La Brèche a été créée en 1980 sous l’impulsion d’habitants soucieux d’aider les jeunes de La Ferté-sous-Jouarre. En 1994, l’activité de prévention spécialisée de l’association est recentrée sur la ville de Roissy-en-Brie. Au contact des jeunes, les éducateurs de rue ont alors l’idée de créer une autre branche associative, dédiée cette fois aux parents. Côté pile, les jeunes. Côté face, les parents. Le but ? Aider les deux parties à mieux communiquer.

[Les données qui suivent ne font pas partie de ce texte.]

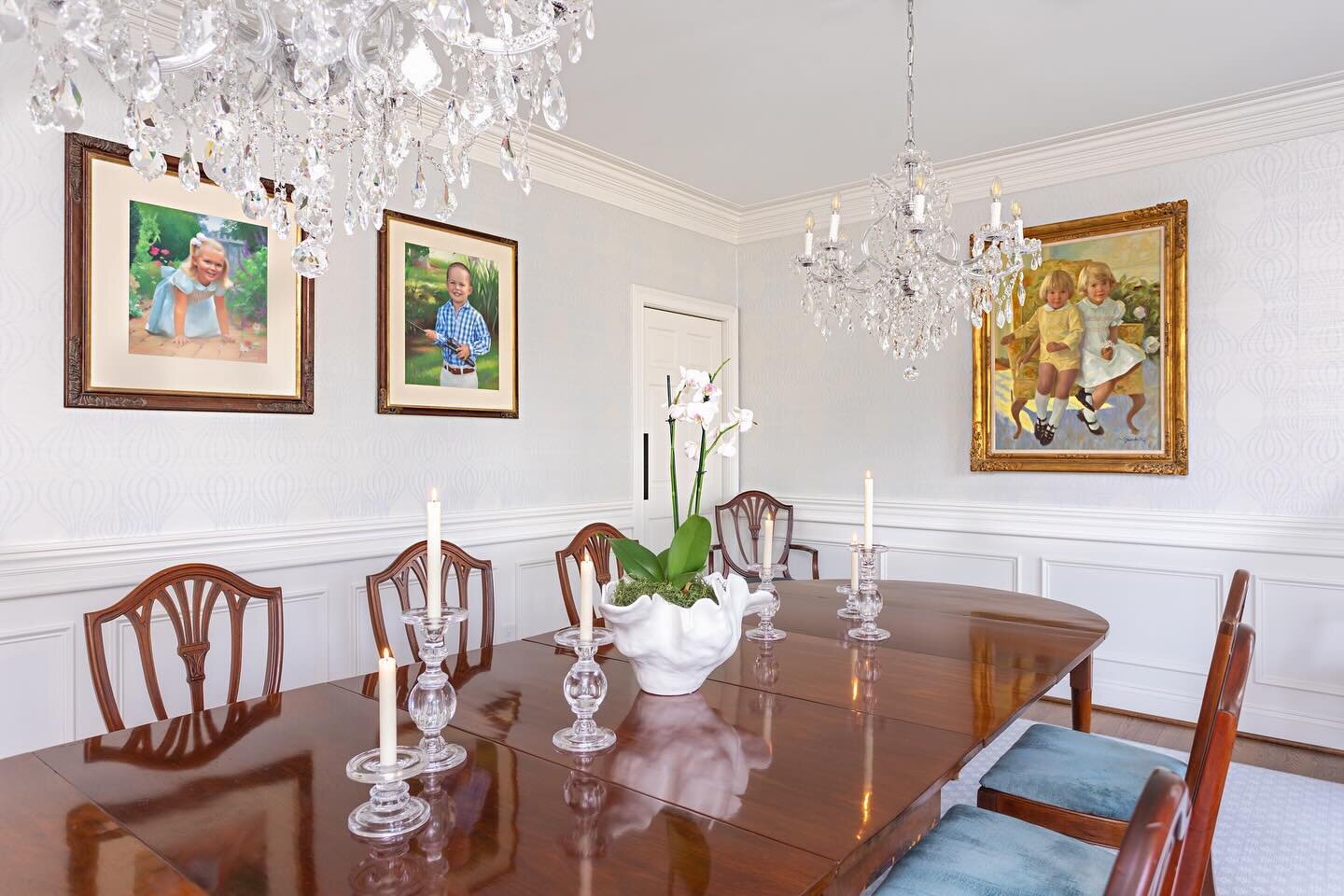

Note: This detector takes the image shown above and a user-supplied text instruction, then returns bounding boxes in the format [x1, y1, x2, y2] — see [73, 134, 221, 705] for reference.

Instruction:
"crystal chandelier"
[8, 0, 593, 276]
[793, 0, 1041, 380]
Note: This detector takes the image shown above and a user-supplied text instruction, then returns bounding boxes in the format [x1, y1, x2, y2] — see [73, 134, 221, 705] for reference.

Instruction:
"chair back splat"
[85, 563, 285, 731]
[555, 523, 625, 626]
[364, 541, 495, 663]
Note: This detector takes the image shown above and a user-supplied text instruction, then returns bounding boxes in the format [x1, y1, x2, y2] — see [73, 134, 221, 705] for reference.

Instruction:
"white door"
[636, 308, 735, 553]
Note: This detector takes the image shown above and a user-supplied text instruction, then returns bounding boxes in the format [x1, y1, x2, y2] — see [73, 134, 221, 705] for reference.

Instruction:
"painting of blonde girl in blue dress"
[1078, 262, 1146, 435]
[129, 203, 266, 363]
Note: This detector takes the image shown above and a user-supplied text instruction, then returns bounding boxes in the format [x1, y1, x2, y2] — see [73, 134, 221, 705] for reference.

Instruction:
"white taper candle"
[849, 532, 859, 593]
[862, 470, 873, 548]
[580, 550, 596, 641]
[378, 652, 397, 765]
[425, 489, 443, 620]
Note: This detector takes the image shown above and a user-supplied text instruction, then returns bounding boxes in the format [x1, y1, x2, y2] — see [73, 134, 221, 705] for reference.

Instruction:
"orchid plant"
[611, 361, 755, 606]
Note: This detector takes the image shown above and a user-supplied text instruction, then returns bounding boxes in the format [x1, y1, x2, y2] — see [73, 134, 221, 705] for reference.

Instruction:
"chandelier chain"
[906, 0, 916, 145]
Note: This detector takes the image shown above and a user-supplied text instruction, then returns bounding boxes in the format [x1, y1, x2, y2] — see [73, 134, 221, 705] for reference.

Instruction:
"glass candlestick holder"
[849, 544, 891, 641]
[345, 746, 428, 840]
[402, 608, 468, 771]
[836, 584, 859, 620]
[745, 563, 786, 641]
[551, 627, 616, 753]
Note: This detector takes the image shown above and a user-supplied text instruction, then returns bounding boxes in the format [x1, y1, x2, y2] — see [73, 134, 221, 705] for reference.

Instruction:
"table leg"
[1069, 652, 1091, 732]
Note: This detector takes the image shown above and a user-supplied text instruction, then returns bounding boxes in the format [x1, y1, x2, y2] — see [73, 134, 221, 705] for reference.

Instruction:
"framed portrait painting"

En 2001, Trapèzes, la maison des parents, voit donc le jour à Roissy-en-Brie, tandis que les éducateurs du Fil continuent d’intervenir dans le cadre de la prévention spécialisée auprès des 16-25 ans de cinq communes seine-et-marnaises : Pontault-Combault, Roissy-en-Brie, Ozoir-la-Ferrière, Gretz-Armainvilliers et Tournan-en-Brie. La Brèche emploie aujourd’hui 19 salariés et finance ses activités en majorité grâce au conseil général et aux subventions de la caisse d’allocations familiales, mais aussi aux aides des municipalités et de l’agence régionale de santé (ARS).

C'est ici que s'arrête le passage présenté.